In this study we also investigated if, in our cohort, families requested to access genetic counseling protocol according to their risk. More than 40% of families classified as high family history of dementia pedigrees requested to accede to the genetic counseling protocol; this rate decreases in other categories according to the estimated genetic risk. Of note, apparent sporadic patients that requested to enter the genetic counseling protocol were significantly younger than patients that did not request it. We have previously investigated the willingness of dementia patients’ relatives to undergo genetic testing in different hypothetical scenario and we have found a high interest in genetic testing (more than 70%) independently of test accuracy or availability of a successful treatment, suggesting poor criticism [37]. In the investigated cohort, a significantly lower percentage of families (11.7%) actually requested to accede to the genetic counseling protocol, and the requests depended on the estimated family risk, indicating a more informed decision.

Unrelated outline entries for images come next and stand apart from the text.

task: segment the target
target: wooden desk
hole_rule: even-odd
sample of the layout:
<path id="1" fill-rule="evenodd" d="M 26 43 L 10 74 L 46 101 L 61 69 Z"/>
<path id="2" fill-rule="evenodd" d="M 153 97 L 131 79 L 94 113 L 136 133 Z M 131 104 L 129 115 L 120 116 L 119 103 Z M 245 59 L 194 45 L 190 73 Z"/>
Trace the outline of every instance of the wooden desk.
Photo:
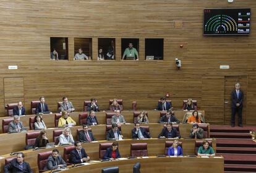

The ideal time to treat neurodegenerative diseases is before clinical presentation, when neuronal degeneration has only partially occurred. The best prospect of achieving this lies with FTLD, where pathogenic mutation carriers are frequent and may benefit from molecularly targeted disease modifying or disease-delaying therapies. Therapeutic opportunities are especially needed in pre-symptomatic carriers, where markers of neurodegeneration can be detected even a decade before the expected onset of clinical symptoms [38, 39]. Herein, we validated the pedigree classification criteria proposed by Wood et al. These criteria represent an important tool to rate for known common genetic causes of FTLD and should be incorporated in the FTLD diagnostic work-up. In addition, our data suggest to extend genetic screening to early-onset patients when family history is unknown. Mutation screening of the described cohort suggests that there are other genetic determinants yet to be discovered: in the next future, next generation sequencing and genome-wide approaches will complete the picture of heritability and genetics in FTLD.